Na verdade, nunca imaginei que tinha que passar pela escolha certa tão cedo. Infelizmente a vida para uns, chega mais cedo, para os outros mais tarde, nunca imaginei que teria tantas dores, tantas alegrias, tantos choros, tantos risos, tantas brincadeiras e nem que deveria ser tão sério, eu não imaginava.
tentei por diversas vezes ser aquele adolescente que não sente nada, que não se apega a nada, e que não fica pensando tanto antes de agir, mas não consegui deixar meu lado sentimental e preocupado.
Tenho andado fazendo as coisas de forma diferente, ultimamente tenho andado um pouco preocupado, sem diversas das minhas habilidades, tipo aquelas de puxar assunto, ou de ser rápido na conversas, ou sei lá, qualquer outro tipo de habilidade.

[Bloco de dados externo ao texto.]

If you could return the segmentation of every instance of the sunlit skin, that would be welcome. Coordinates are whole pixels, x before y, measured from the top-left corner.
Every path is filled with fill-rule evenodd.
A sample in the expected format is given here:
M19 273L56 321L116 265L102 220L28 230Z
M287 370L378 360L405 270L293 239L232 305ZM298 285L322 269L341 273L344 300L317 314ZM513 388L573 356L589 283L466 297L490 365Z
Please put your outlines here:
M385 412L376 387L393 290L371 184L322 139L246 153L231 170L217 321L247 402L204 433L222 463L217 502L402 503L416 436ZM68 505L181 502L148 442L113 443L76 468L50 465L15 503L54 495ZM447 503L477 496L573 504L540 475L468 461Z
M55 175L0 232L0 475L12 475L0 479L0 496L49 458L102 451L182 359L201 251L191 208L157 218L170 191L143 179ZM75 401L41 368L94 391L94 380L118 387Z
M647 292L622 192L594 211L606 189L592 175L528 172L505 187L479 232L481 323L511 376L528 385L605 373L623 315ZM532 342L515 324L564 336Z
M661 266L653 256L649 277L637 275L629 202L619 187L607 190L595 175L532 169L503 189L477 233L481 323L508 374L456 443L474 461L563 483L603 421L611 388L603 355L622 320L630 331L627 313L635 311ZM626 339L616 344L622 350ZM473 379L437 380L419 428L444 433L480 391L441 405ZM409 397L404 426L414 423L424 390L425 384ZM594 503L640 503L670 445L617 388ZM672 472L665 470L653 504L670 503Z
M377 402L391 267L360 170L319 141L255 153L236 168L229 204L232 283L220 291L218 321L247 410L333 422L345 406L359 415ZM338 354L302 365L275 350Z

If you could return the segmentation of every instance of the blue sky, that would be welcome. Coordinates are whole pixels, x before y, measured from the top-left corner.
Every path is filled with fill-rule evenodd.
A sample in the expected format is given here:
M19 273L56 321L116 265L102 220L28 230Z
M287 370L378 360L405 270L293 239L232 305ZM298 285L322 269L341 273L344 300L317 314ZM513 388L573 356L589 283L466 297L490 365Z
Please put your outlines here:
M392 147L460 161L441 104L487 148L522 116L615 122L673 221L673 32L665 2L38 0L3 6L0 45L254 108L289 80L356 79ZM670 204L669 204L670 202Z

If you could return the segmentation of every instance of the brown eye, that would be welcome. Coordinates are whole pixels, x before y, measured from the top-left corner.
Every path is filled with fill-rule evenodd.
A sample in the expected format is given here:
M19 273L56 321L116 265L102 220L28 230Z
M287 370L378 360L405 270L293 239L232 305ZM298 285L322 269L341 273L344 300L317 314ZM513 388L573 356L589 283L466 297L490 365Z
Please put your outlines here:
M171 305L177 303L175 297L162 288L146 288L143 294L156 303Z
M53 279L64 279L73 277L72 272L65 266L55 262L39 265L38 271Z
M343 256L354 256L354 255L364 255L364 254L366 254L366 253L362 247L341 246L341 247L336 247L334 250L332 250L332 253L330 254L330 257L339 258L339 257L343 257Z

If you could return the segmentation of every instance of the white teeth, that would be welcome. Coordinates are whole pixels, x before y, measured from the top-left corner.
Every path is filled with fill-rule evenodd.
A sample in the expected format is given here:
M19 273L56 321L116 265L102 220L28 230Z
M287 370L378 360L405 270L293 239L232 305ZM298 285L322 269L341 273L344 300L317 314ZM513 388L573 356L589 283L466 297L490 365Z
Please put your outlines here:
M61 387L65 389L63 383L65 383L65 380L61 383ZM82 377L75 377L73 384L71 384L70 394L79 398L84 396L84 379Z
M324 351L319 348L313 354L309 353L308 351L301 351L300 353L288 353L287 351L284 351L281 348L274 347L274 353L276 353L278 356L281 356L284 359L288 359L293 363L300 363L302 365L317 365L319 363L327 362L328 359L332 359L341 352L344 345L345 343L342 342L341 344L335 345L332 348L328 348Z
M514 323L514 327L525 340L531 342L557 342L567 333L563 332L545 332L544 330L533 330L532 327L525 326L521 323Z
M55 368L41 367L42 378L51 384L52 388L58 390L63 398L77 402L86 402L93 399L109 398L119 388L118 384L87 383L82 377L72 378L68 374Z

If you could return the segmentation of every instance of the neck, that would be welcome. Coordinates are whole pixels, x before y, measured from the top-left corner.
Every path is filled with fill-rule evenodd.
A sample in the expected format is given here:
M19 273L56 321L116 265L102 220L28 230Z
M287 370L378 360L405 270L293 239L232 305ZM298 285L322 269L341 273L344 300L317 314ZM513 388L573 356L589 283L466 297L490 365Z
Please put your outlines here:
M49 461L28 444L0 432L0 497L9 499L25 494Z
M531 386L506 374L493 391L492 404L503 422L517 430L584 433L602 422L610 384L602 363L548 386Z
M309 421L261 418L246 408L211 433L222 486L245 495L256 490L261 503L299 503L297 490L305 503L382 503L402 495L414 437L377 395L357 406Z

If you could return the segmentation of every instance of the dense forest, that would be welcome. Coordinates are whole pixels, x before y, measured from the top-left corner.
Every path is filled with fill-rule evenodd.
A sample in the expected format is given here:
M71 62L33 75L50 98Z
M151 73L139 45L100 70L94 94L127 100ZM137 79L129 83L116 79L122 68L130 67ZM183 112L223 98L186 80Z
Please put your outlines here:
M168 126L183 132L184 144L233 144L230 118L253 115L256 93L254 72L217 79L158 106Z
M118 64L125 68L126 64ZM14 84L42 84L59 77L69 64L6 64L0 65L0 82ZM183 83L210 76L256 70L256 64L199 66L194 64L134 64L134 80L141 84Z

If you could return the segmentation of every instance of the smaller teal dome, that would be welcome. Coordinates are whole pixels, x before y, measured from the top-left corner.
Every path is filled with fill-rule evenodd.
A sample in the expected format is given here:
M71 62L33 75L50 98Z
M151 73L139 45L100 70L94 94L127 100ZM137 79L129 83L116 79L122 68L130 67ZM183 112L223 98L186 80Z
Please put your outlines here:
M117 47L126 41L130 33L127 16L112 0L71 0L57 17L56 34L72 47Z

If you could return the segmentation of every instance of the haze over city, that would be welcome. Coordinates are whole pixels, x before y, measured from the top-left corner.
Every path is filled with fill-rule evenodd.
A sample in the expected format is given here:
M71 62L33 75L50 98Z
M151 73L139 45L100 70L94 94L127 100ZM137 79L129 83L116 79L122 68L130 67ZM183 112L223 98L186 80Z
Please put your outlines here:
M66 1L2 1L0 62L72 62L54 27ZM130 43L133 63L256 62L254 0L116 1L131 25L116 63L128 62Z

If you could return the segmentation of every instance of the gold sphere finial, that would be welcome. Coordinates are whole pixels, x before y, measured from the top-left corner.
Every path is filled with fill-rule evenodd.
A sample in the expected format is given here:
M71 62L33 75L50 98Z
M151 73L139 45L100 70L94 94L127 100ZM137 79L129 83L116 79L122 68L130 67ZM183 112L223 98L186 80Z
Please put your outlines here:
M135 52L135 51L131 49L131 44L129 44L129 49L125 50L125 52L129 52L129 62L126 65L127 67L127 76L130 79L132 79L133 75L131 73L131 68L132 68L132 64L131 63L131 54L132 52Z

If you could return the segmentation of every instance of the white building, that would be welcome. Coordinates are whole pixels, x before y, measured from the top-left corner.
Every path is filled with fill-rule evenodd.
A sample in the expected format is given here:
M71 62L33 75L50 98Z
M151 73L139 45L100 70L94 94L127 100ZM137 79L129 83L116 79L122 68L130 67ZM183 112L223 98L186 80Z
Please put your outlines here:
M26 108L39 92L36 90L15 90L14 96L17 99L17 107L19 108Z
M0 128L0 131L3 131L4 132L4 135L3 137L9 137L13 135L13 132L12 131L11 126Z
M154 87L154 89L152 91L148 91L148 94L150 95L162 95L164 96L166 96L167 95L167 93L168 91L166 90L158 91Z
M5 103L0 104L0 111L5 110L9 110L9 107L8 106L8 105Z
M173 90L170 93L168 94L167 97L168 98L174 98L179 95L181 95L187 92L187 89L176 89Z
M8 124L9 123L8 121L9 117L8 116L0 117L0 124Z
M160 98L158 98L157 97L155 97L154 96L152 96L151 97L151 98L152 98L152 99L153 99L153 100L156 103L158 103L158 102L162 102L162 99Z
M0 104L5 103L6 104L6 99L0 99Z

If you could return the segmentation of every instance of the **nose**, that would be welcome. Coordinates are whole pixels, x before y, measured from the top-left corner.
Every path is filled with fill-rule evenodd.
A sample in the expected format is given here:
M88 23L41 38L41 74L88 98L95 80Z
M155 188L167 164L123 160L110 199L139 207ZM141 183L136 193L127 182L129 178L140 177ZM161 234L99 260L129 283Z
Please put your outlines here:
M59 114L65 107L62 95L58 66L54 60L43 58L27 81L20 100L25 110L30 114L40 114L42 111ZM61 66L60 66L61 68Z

As pessoas tem percebido que não tenho sido o mesmo, até mesmo aquelas que vivem distantes, mesmo aquelas que só me viram uma vez em toda a vida. Pessoas perceberam que tenho ficado mais "ignorante", menos interessado, na verdade, mudei bastante, a ponto de eu mesmo perceber.
Tenho prestado atenção na minha forma de prestar atenção, já não me concentro mais como me concentrava antes, já não consigo mais viver olhando as frases e refletindo sobre cada "letra" ali escrita.
Ultimamente tenho ficado muito narciso, tenho passado muito tempo em frente ao espelho, me preocupei demais comigo mesmo, estou até com medo de me afogar, (Ironia).
Tenho entendido bastante como diferenciar as coisas sobre a forma de viver, mas coisas em que convivo diretamente, amigos, paixões, familiares, coletas(...) todos os tipos de pessoas.
Em todos os pontos a minha chatice tem aumentado em 10 vezes, ou na verdade seja apenas o que eu realmente penso, as pessoas já se cansaram da minha forma de ser.
Mais um problema descobrido, não sei se sou muito compreensivo ou se deveria ser mais, ultimamente esqueci qual é a minha dose, não sei se rio muito ou se deveria rir mais, na verdade não sei o que eu deveria fazer.
Sabe quando a mente está cheia de tudo e com fome de saber, está com sede quase a desfalecer, quase a parar.
Tenho me contaminado bastante com essas coisas do mundo, se muitos soubessem as coisas que já fiz, poucos falariam comigo, mas na verdade não me arrependo de nada, pois se tivesse sido diferente, talvez eu não estaria como estou agora.
Uma coisa que poucas pessoas fazem, nunca agradecemos, geralmente reclamamos, não agradecemos pelo que somos, por nada.